The two doctors had very different techniques, however. Falloppio used the standard practice of anatomizing dead bodies, even though Pope Boniface VIII had issued a bull banning such things. I mean, why should The Church make scientific research any easier? The order was largely ignored by doctors, and rarely enforced with any consequence. Colombo, however, preferred practicing on the living.

This wasn’t without its problems.

First, the university expressly forbade the entrance of women. Second, men were lacking in the clitoral area. Fortunately for Falloppio, the university also housed the morgue and, once a week, a cart of fresh bodies was brought to campus. Fortunately for Colombo, he figured out a way to hide live prostitutes among the dead and sneak them into his laboratory.

Notes from his experiments recount the affection these women had for him, if he does say so himself. He had found a way to pleasure them that was uncommon among their usual clients.

In Federico Andahazi’s historical novel The Anatomist, he puts it this way: “The hands of Mateo Colombo had learned to touch a woman’s body, much as the hands of a musician learn to touch an instrument. He had crossed the vague boundary that separates science from art and had taught his hands to tough the most sublime, the most elevated and most difficult of instruments. His art was the ephemeral art of giving pleasure, a discipline that, like conversation, leaves neither trace nor record.” That’s something ol’ Falloppio could never have figured out from a cadaver.

Sometimes, the prostitutes returned the favor. One story, recounted by Andahazi, tells of the university priest happening upon Colombo being pleasured by one of the women who had just arrived on the cadaver cart. Seeing the priest’s terror-stricken look of bewilderment, he cried “Miracolo! Miracolo!” in an attempt to convince the man of cloth that he had brought the woman back from the dead.

So, while Colombo was probably not the first to discover what he named the Amor Veneris, vel Dulcedo Appelletur (The Love and Sweetness of Venus)—let’s be clear, women discovered it centuries before—he is one of the first to propose its role in female sexual pleasure.

So, maybe when we celebrate Columbus Day, we should go Team Mateo rather than the Team Christopher route.

ITALIAN CORPSE REVIVER

Raise your hand if you knew this was where I was headed.

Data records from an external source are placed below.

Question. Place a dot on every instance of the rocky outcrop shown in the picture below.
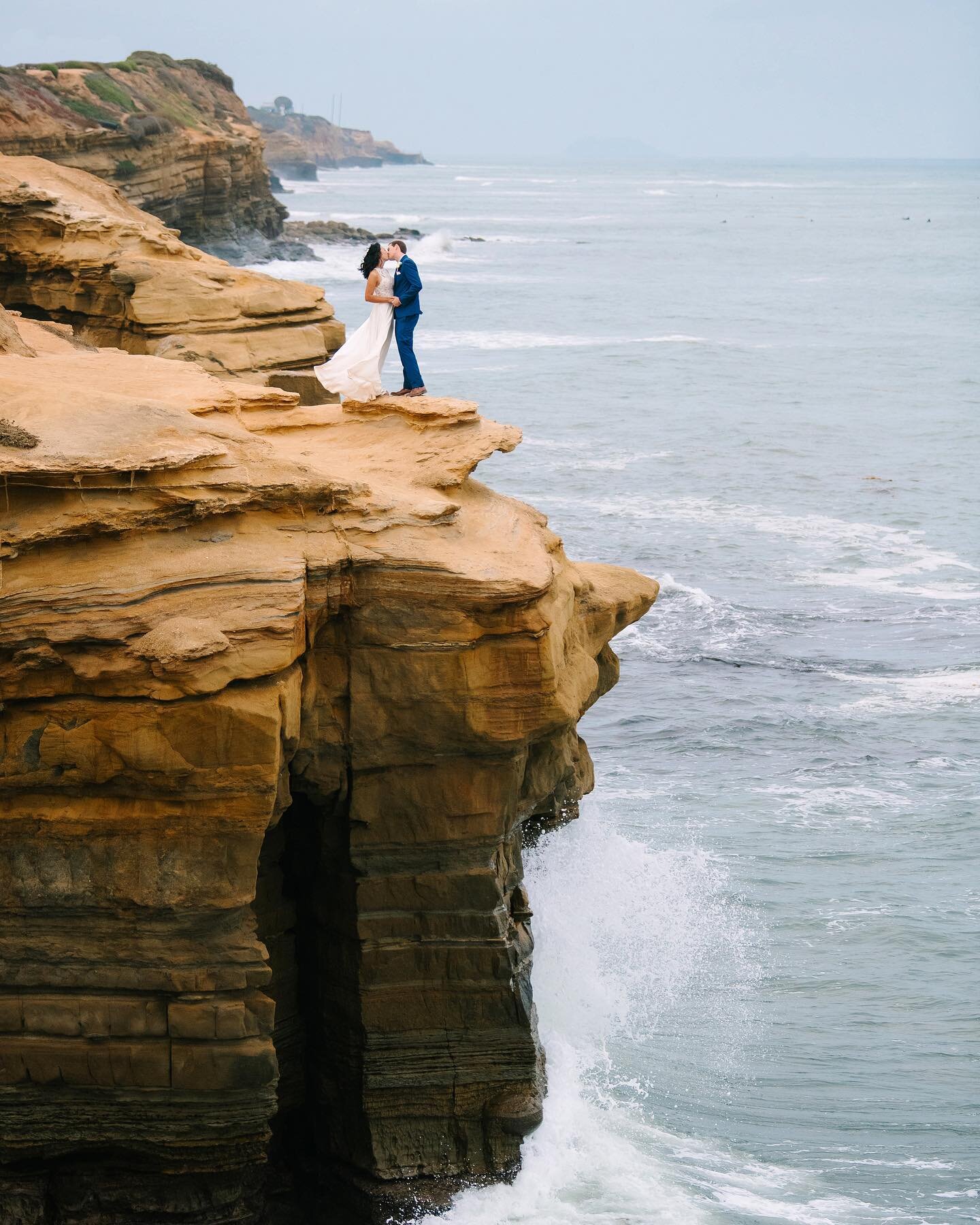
(172, 135)
(73, 250)
(297, 145)
(340, 232)
(281, 687)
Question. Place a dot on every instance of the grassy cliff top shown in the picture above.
(146, 95)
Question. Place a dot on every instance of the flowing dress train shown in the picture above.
(355, 370)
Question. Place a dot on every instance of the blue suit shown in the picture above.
(407, 289)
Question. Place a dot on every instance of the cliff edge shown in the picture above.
(298, 144)
(281, 686)
(171, 134)
(73, 250)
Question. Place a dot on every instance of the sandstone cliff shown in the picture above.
(297, 145)
(281, 686)
(171, 134)
(73, 250)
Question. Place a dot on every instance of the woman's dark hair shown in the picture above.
(370, 260)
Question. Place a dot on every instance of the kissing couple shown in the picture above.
(355, 370)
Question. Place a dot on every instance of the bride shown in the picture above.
(355, 370)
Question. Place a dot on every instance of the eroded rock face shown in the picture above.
(280, 685)
(73, 249)
(171, 134)
(297, 144)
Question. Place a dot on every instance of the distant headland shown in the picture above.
(177, 140)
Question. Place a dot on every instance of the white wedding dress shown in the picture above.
(355, 370)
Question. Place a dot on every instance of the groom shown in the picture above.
(407, 310)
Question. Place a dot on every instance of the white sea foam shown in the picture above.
(920, 691)
(630, 943)
(906, 553)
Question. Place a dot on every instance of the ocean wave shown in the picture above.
(728, 183)
(906, 555)
(651, 936)
(919, 691)
(570, 455)
(830, 805)
(435, 340)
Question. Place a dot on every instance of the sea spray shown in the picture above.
(634, 945)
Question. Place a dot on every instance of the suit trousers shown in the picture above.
(404, 335)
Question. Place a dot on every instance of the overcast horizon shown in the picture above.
(465, 78)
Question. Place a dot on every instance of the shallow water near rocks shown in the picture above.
(757, 949)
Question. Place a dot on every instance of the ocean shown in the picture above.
(756, 964)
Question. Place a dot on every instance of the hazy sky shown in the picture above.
(490, 78)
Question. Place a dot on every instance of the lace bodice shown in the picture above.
(386, 284)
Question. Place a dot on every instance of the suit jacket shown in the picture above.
(407, 288)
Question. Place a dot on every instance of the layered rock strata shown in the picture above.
(73, 250)
(297, 144)
(171, 134)
(281, 686)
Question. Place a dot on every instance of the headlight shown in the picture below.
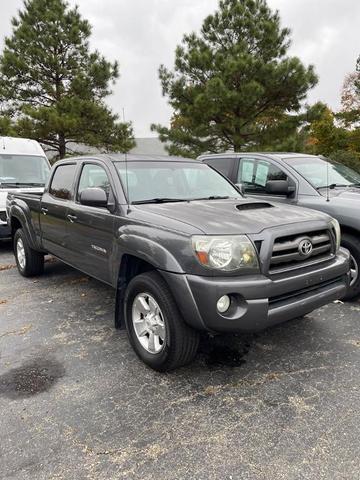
(337, 229)
(225, 252)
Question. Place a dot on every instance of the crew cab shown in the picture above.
(304, 180)
(181, 246)
(23, 168)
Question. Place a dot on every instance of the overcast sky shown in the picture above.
(142, 34)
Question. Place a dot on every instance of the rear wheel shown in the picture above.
(352, 243)
(29, 261)
(156, 330)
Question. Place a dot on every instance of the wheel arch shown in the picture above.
(130, 267)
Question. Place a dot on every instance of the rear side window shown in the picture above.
(62, 181)
(222, 165)
(93, 176)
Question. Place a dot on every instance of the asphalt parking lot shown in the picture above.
(76, 403)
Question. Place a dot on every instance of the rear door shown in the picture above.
(54, 208)
(91, 229)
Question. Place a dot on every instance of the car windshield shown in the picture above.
(23, 170)
(322, 173)
(156, 182)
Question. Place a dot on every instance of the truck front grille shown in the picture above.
(295, 251)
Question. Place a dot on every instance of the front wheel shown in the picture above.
(156, 330)
(352, 243)
(29, 261)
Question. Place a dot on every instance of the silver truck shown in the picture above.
(304, 180)
(23, 168)
(181, 246)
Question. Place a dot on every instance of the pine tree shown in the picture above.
(55, 85)
(232, 83)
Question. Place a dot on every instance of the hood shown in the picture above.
(350, 193)
(4, 192)
(233, 216)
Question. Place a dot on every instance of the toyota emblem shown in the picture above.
(305, 247)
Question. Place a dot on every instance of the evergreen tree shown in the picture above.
(232, 83)
(53, 82)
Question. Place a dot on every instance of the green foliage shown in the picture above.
(6, 127)
(55, 84)
(348, 158)
(325, 136)
(233, 86)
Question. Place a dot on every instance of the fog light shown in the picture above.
(223, 304)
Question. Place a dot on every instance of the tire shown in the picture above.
(177, 343)
(29, 261)
(352, 243)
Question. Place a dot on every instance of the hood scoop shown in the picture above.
(253, 206)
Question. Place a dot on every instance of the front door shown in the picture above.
(254, 173)
(54, 207)
(91, 229)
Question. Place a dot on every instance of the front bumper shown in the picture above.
(258, 301)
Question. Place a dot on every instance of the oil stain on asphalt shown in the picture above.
(34, 377)
(223, 353)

Corpse Reviver variations have been around since at least the 1860’s. The general idea is that they are some sort of hangover cure, meant to be drunk the day after a binge, in order to restore the dead to life. Recipes vary greatly from wine, Maraschino and bitters, to brandy, fernet and crème de menthe. One 1903 recipe is a fanciful, layered pousse-café. In a tiki version, the famous Trader Vic used Swedish Punsch, which I have never had.

There are even a dozen or more Italian Corpse Revivers, but for my money, and no small amount of delightful giggling, I’m going with Martha Stewart’s. Mainly because she uses Strega, a very witchy Italian herbal liqueur, but also because it’s freaking Martha Stewart. Strega (Italian for “witch”) packs a punch at 80 proof, so be sure not to have too many of these babies, or, as the Savoy Cocktail Book (1930) says, you may “unrevive the corpse again”.